The second module covered much ground I was already familiar with:-
- major websites that publish data you are likely to be interested in e.g. Government, EU, UN etc
- using RSS newsfeeds, email alerts and Google Alerts to keep informed of new data published by sites you are interested in
- using advanced search feature in Google
But then there was a section on scraping. Google Drive spreadsheet has a really neat ImportHTML function that can put the content of an HTML table into a spreadsheet. There were also some other tools suggested: OutWit Hub, import.io, Chrome extension scraper and Scraper Wiki.
Apparently I’m not alone in being a data journalist that doesn’t like maths: the third module provided a really handy cheatsheet, with the rest giving you a pretty good grounding in Excel, covering filtering, sorting, formulae, variables and pivot tables. So a good refresher.

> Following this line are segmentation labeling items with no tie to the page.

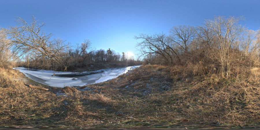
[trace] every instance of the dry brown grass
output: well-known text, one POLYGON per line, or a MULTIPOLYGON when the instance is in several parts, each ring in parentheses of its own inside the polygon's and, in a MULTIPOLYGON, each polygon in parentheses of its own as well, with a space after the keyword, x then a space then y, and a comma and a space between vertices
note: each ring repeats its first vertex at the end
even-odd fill
POLYGON ((260 69, 227 79, 193 67, 142 66, 84 91, 33 89, 13 80, 21 75, 0 69, 0 126, 259 128, 260 69))

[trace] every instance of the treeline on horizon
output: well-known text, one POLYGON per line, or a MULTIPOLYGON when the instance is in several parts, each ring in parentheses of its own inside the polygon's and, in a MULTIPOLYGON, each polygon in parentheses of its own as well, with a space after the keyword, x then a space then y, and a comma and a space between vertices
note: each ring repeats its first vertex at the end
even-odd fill
POLYGON ((133 57, 111 50, 95 50, 89 40, 71 46, 51 34, 42 31, 45 23, 38 24, 33 16, 28 23, 17 17, 17 26, 0 30, 0 62, 5 66, 11 61, 16 65, 29 68, 66 71, 71 66, 109 63, 126 66, 140 65, 133 57))
POLYGON ((173 27, 168 34, 141 34, 137 45, 144 64, 181 66, 194 75, 237 76, 243 68, 259 66, 260 31, 239 24, 243 17, 216 16, 201 26, 173 27))

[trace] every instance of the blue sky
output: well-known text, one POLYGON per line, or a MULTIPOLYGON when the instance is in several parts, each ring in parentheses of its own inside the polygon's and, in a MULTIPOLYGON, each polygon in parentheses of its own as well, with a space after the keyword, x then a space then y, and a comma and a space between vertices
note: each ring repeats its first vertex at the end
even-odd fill
POLYGON ((214 16, 243 16, 241 24, 260 27, 260 0, 0 0, 0 27, 15 26, 15 16, 29 21, 34 15, 55 37, 72 45, 89 39, 97 49, 121 53, 138 53, 135 35, 199 25, 214 16))

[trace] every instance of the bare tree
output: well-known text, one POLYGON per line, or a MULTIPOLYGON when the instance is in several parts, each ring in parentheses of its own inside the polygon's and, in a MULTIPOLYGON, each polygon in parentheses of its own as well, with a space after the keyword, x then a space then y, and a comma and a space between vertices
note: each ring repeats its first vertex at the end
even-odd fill
POLYGON ((241 17, 215 17, 213 19, 206 20, 207 24, 214 32, 217 38, 219 50, 219 56, 216 56, 221 65, 222 76, 225 75, 228 77, 230 74, 232 66, 233 53, 230 51, 239 36, 244 31, 244 28, 238 24, 243 19, 241 17))
POLYGON ((62 57, 68 43, 60 39, 53 39, 51 34, 44 32, 42 28, 45 23, 38 24, 33 16, 30 23, 19 17, 16 21, 18 26, 9 27, 5 29, 14 53, 22 57, 28 55, 45 56, 61 65, 62 60, 59 58, 62 57))
POLYGON ((165 34, 140 34, 138 36, 135 36, 135 38, 142 40, 136 45, 141 53, 140 56, 145 57, 150 55, 157 54, 161 55, 168 64, 173 64, 174 58, 176 57, 181 64, 181 59, 175 50, 174 42, 165 34))
POLYGON ((170 36, 173 41, 179 46, 184 52, 188 51, 190 42, 196 34, 194 29, 192 26, 180 25, 173 27, 170 30, 170 36))
MULTIPOLYGON (((89 54, 93 51, 93 50, 90 50, 88 53, 87 51, 87 50, 91 49, 90 47, 91 45, 91 42, 89 40, 84 40, 84 42, 81 43, 81 45, 79 47, 80 51, 80 52, 78 51, 79 54, 78 56, 76 62, 78 62, 79 58, 81 56, 83 59, 83 62, 84 62, 86 59, 89 56, 89 54)), ((77 48, 78 48, 77 47, 77 48)))
POLYGON ((0 30, 0 65, 6 66, 11 60, 10 45, 5 31, 0 30))

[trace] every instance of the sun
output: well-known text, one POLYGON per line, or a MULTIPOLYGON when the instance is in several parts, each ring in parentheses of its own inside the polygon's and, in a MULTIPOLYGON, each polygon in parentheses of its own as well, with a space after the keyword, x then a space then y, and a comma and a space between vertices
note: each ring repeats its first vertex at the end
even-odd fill
POLYGON ((128 51, 126 53, 126 56, 127 59, 131 59, 133 58, 134 54, 131 51, 128 51))

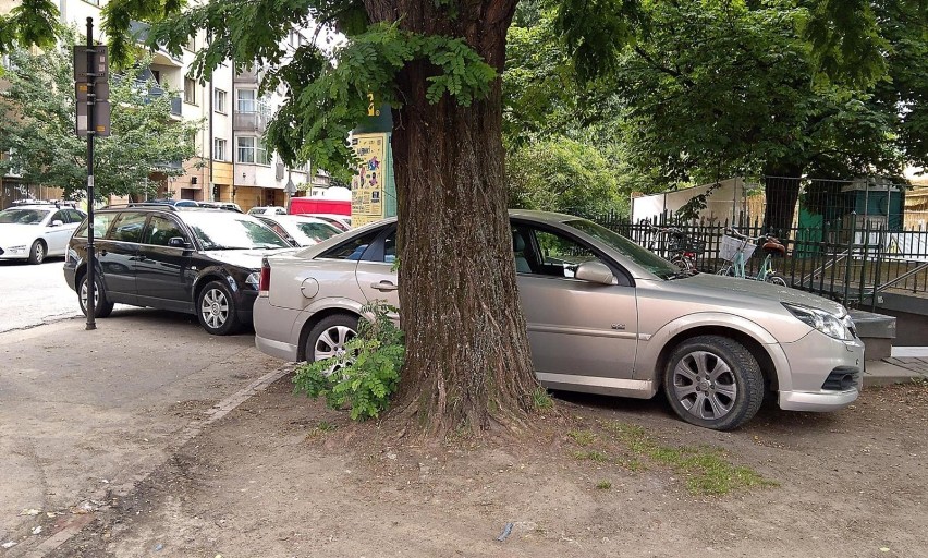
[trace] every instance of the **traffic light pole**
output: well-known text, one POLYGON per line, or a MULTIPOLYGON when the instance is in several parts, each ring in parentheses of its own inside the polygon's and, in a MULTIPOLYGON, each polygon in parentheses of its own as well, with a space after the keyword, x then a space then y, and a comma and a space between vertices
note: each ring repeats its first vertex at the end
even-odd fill
MULTIPOLYGON (((94 19, 87 17, 87 327, 97 329, 95 315, 97 303, 96 293, 96 257, 94 254, 94 135, 97 130, 96 110, 96 74, 97 51, 94 50, 94 19)), ((80 289, 81 287, 77 286, 80 289)))

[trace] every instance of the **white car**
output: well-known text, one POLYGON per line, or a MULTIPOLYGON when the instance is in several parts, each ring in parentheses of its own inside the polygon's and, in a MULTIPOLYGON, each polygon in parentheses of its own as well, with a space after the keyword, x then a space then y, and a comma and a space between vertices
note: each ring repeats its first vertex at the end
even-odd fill
POLYGON ((80 209, 51 204, 4 209, 0 211, 0 259, 41 264, 47 256, 63 256, 85 217, 80 209))

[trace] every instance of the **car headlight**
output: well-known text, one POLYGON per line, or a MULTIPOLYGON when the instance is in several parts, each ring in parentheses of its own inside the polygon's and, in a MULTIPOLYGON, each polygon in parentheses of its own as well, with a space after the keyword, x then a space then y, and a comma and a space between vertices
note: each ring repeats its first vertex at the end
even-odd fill
POLYGON ((813 308, 809 306, 799 306, 798 304, 782 303, 783 307, 790 311, 790 314, 795 316, 799 322, 807 324, 809 327, 818 329, 828 337, 850 341, 853 339, 853 333, 844 327, 844 323, 840 317, 823 310, 813 308))

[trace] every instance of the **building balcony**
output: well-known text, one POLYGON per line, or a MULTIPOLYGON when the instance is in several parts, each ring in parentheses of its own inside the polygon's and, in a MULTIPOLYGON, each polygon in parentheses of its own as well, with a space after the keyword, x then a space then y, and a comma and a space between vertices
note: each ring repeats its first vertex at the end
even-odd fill
POLYGON ((264 133, 268 129, 270 117, 261 112, 235 112, 232 130, 235 132, 264 133))

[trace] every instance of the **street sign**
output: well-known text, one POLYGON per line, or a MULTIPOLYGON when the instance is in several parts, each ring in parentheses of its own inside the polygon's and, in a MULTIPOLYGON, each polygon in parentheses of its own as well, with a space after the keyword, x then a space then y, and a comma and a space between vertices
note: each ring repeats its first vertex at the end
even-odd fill
MULTIPOLYGON (((102 100, 97 101, 94 107, 96 107, 96 122, 94 130, 96 131, 97 137, 103 137, 110 135, 110 101, 102 100)), ((77 104, 77 136, 86 137, 87 136, 87 104, 78 102, 77 104)))
MULTIPOLYGON (((94 82, 106 82, 109 78, 109 54, 107 53, 106 45, 97 45, 94 47, 97 51, 97 69, 94 82)), ((74 46, 74 81, 87 81, 87 47, 74 46)))
MULTIPOLYGON (((74 90, 77 96, 77 102, 87 102, 87 82, 77 82, 74 84, 74 90)), ((110 84, 107 82, 97 82, 94 84, 94 95, 96 95, 96 101, 101 102, 105 100, 110 100, 110 84)))

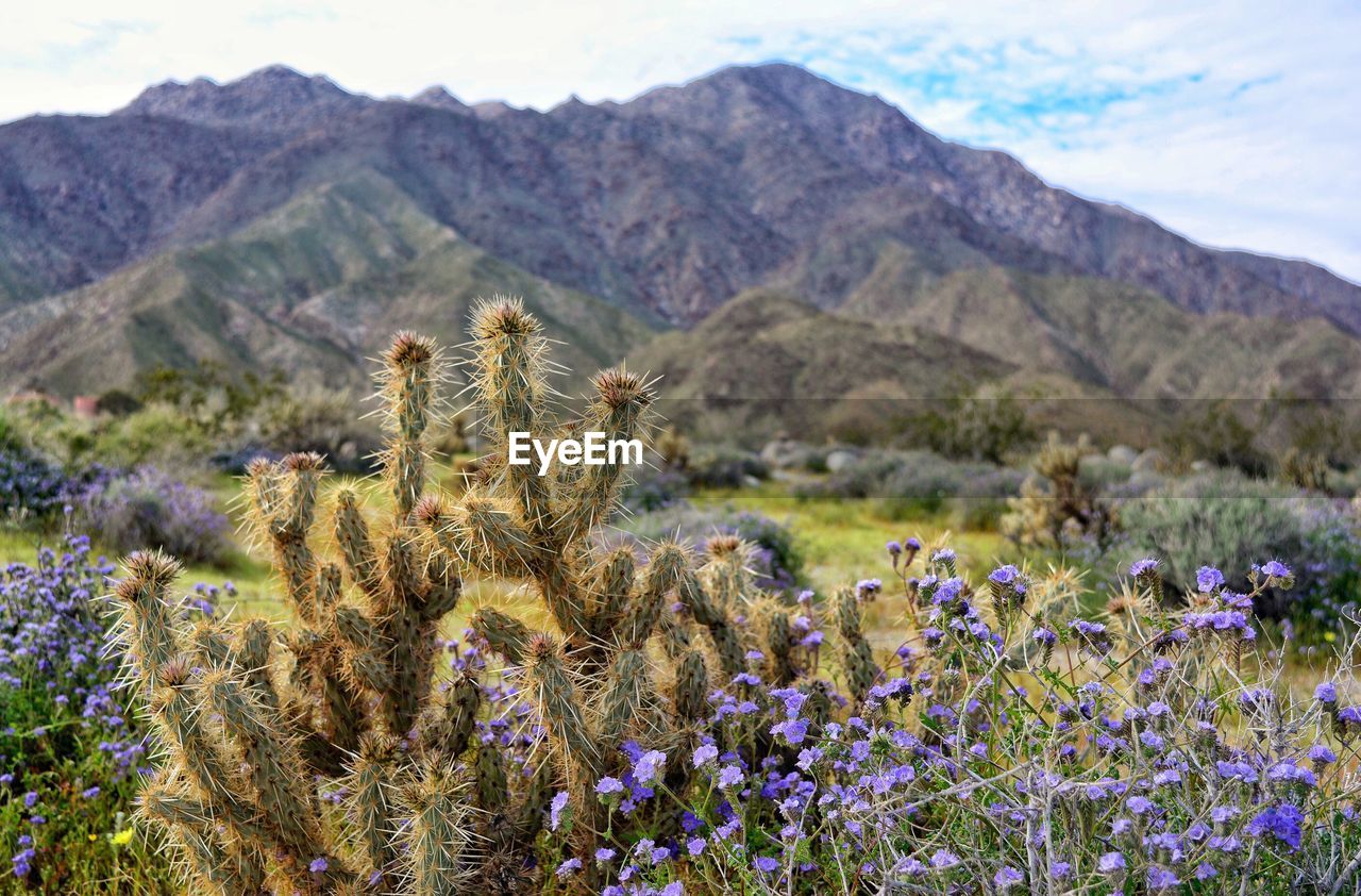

With my background in databases and SQL, I was impressed with the fourth module: covered many of the different data issues I’ve come across supporting commercial databases such as duplicates, missing data, typo errors, and date formats. Unsurprisingly, Excel was highlighted as a useful tool – database management systems and SQL was mentioned at the end if you wanted to take it further and/or need to work with bigger data sets. However, this module was where I picked up one of the most interesting of the tools covered: OpenRefine (formerly GoogleRefine). It has a fascinatingly wide range of features to import, format and cleanse data from a wide range of formats. It can do a lot of things that I don’t think you can do with a spreadsheet and has a number of algorithms that can help identify and correct typos. The downside of OpenRefine is that it is a web application that you run on your own machine through a web browser, so if you’re dealing with a big data set on a mediocre computer you may start having performance problems.
The final module provided a pause for thought about creating appropriate graphics to help tell the news story. The tool of choice was Adobe Illustrator, so for me it was more about showing what could be done and what you should consider when doing so.
As a whole, the course does indeed appear to cover everything a budding one-man data journalist should know and opening up areas for further exploration. I started the course knowing it was a basic introduction to data journalism, so would be covering things that I already have a much deeper experience of. It was well worth doing though – I certainly found some new tools and knowledge that I’m sure will help me as a data blogger and will no doubt help many others who have taken the time to do the course. They are planning to run the course again, and I highly recommend it.